It was a little more than three years ago that LaJoie gave car owner Rick Hendrick a handwritten note to be considered to replace Jimmie Johnson in the No. 48 car after the 2020 season.
“This was the first time I’ve gotten a letter from the heart,” Hendrick told NBC Sports in February 2020 of LaJoie’s letter. “I’ve gotten letters and phones calls, usually from agents. It was really a heartfelt letter and it was really personal.
“I was impressed with him before and am more impressed after.”
LaJoie admitted on his podcast this week that he wouldn’t have been ready to drive the No. 48 car then.
“I wouldn’t have been ready, whether it be in my maturation, my game, my knowledge of the race cars,” he said. “The person that I was wasn’t ready for the opportunity like that.”
Now he gets the chance. He enters this weekend 19th in the season standings, 38 points behind Alex Bowman for what would be the final playoff spot at this time.

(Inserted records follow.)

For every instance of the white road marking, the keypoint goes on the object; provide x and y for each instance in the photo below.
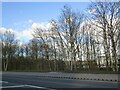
(13, 86)
(26, 86)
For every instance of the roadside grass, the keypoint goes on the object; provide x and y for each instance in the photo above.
(80, 71)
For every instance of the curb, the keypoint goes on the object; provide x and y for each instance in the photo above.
(97, 79)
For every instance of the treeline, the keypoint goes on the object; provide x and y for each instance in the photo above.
(74, 42)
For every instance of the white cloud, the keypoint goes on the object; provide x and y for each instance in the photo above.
(3, 30)
(30, 21)
(44, 26)
(27, 33)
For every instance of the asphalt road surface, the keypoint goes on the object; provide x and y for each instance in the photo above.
(20, 82)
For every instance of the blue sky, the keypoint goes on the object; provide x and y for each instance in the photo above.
(20, 16)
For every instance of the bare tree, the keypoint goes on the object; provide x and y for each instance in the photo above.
(106, 17)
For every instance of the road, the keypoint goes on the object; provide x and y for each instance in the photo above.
(45, 83)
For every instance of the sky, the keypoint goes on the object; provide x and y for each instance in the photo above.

“It’s an opportunity to hopefully show myself, as well as other people, what I’ve been thinking (of) my potential as a race car driver,” LaJoie said on his podcast. “But I also think you have to just settle in and be appreciative of the opportunity.”
3. Special phone call
With Corey LaJoie moving into Chase Elliott’s car for Sunday’s Cup race, LaJoie’s car needed a driver. Craftsman Truck Series driver Carson Hocevar will make his Cup debut in LaJoie’s No. 7 car for Spire Motorsports.
Once details were finalized this week, the 20-year-old Hocevar called his dad.
“I don’t know if he really believed it,” Hocevar said.
He told his dad: “Hey, this is actually happening.”
His father owns a coin and jewelry shop and is looking to close the store Sunday and have someone watch his two puppies so he can attend the race.
For Hocevar, it’s quite a turnaround for a driver who has been at the center of controversy at times.
Ryan Preece was critical of Hocevar’s racing late in the Charlotte Truck event in May 2022. Preece said to FS1: “All you kids watching right now wanting to get to this level, don’t do that. Race with respect. Don’t wreck the guy on the outside of you trying to win your first race. It doesn’t get you anywhere.”
NASCAR penalized Hocevar two laps for hooking Taylor Gray in the right rear during the Truck race at Martinsville in April.
Hocevar acknowledged he has had to change how he drives.
“Last year was really, really tough for me and that’s no excuse,” Hocevar said this week. “I just was mentally wrong on a lot of things, had the wrong mindset. I wanted to win so badly that I thought I could outwork stuff and it kind of turned some people away. … I wasn’t enjoying the time there. I was letting the results dictate that.
“I was taking results too personal. If we were going to be running seventh, I took it as I was a seventh-place driver and I wasn’t good enough. So I started making desperate moves. I did desperate things at times, even last year, that I’ve been able to calm down and look myself in the mirror and had a lot of heart-to-heart conversations.”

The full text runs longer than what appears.